Something had to give.
Chapter One
The elevator was going up.
That had to be the cherry on top of the most dramatic exit Sara had executed in her thirty years on the planet.
“Well, hell.” She sighed and shifted the heavy box in her arms, uncomfortably aware of the raspberry soda drying down her back. She didn’t dare glance at the mirrored walls along the small moving room. It was one of those Fridays.
Perfect.
She could take comfort in the fact that today’s events would live on in infamy at the water cooler on the twenty-third floor of Warren Industries. At least until Monday afternoon.
The Clown Catastrophe.
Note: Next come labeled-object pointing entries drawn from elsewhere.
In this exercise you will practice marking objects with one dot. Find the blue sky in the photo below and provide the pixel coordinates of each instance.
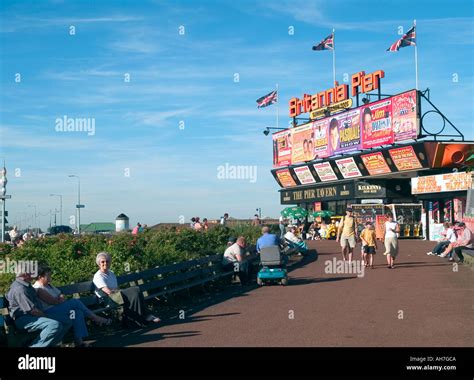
(189, 79)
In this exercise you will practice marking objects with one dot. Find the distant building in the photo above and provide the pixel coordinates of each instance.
(97, 228)
(122, 223)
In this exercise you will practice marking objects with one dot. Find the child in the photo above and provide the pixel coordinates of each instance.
(369, 244)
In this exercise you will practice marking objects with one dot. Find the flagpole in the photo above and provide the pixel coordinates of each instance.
(334, 57)
(416, 56)
(277, 105)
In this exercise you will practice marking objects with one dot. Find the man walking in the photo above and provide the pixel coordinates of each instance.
(347, 235)
(27, 312)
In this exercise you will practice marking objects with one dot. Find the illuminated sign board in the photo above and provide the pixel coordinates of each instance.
(360, 83)
(317, 194)
(304, 175)
(404, 116)
(348, 168)
(325, 171)
(344, 132)
(441, 183)
(376, 124)
(285, 178)
(384, 122)
(405, 158)
(302, 144)
(375, 163)
(282, 148)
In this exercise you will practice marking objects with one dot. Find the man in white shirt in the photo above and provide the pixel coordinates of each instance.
(450, 237)
(234, 259)
(224, 219)
(295, 241)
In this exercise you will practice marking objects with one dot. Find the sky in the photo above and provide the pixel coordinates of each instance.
(170, 89)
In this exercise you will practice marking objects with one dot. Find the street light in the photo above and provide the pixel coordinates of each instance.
(60, 206)
(36, 224)
(78, 206)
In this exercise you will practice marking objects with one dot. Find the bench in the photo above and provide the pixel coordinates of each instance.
(154, 283)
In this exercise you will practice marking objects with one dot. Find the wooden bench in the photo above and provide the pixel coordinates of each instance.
(154, 283)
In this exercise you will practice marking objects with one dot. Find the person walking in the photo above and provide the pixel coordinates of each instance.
(281, 224)
(347, 235)
(369, 244)
(390, 236)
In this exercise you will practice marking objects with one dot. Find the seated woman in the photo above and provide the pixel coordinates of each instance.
(131, 298)
(55, 305)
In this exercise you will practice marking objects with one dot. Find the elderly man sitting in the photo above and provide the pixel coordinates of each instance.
(28, 314)
(234, 259)
(294, 241)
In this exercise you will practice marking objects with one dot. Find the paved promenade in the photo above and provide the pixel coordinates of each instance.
(422, 302)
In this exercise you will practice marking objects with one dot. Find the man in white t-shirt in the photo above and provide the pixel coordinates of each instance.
(224, 219)
(449, 237)
(234, 259)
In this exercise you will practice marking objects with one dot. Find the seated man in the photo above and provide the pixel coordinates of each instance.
(294, 241)
(267, 239)
(27, 312)
(449, 237)
(234, 259)
(465, 241)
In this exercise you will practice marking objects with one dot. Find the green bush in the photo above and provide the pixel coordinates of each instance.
(72, 258)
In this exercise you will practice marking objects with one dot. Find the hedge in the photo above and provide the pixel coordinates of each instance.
(72, 258)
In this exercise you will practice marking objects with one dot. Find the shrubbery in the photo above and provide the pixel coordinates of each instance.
(72, 258)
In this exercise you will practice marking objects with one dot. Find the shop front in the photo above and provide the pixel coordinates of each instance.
(369, 157)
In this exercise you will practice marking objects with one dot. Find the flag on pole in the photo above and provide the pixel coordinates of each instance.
(268, 99)
(326, 44)
(408, 39)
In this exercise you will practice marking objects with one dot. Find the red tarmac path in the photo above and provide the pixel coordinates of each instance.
(332, 310)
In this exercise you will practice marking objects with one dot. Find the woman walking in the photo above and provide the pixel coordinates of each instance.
(390, 236)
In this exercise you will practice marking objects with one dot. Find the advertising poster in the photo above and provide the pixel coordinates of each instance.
(376, 124)
(302, 144)
(405, 158)
(321, 138)
(441, 182)
(348, 168)
(344, 132)
(404, 116)
(325, 171)
(435, 231)
(282, 148)
(375, 163)
(304, 175)
(285, 178)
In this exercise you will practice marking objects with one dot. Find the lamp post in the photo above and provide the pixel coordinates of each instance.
(35, 223)
(78, 206)
(3, 197)
(60, 206)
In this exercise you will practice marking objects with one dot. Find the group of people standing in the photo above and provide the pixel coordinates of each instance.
(348, 236)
That’s what they would call it. Mainly because Terry Anne, the woman who’d worked at the desk across from her since Sara started the job two years ago, had a thing for collectibles. Specifically clowns.
Smiling clowns. Sad clowns. Bear clowns. Ballerina clowns. Scary, strange Stephen King clowns that followed you with their painted, beady eyes and plotted your demise.
Sara had seen those damn things in her sleep for years and they’d been the start of all her trouble today. Or more accurately, accidentally knocking one of them on the floor with the stack of files she’d brought to her desk had started it.
She’d already been in a mood. Her day had started without its usual pick-me-up, aka the company’s owner, Bossy McHotpants, joining her in the elevator. She’d spent ten floors wondering why she hadn’t seen him at all this week when she knew he was in the building, and the other thirteen chiding herself for thinking about him at all.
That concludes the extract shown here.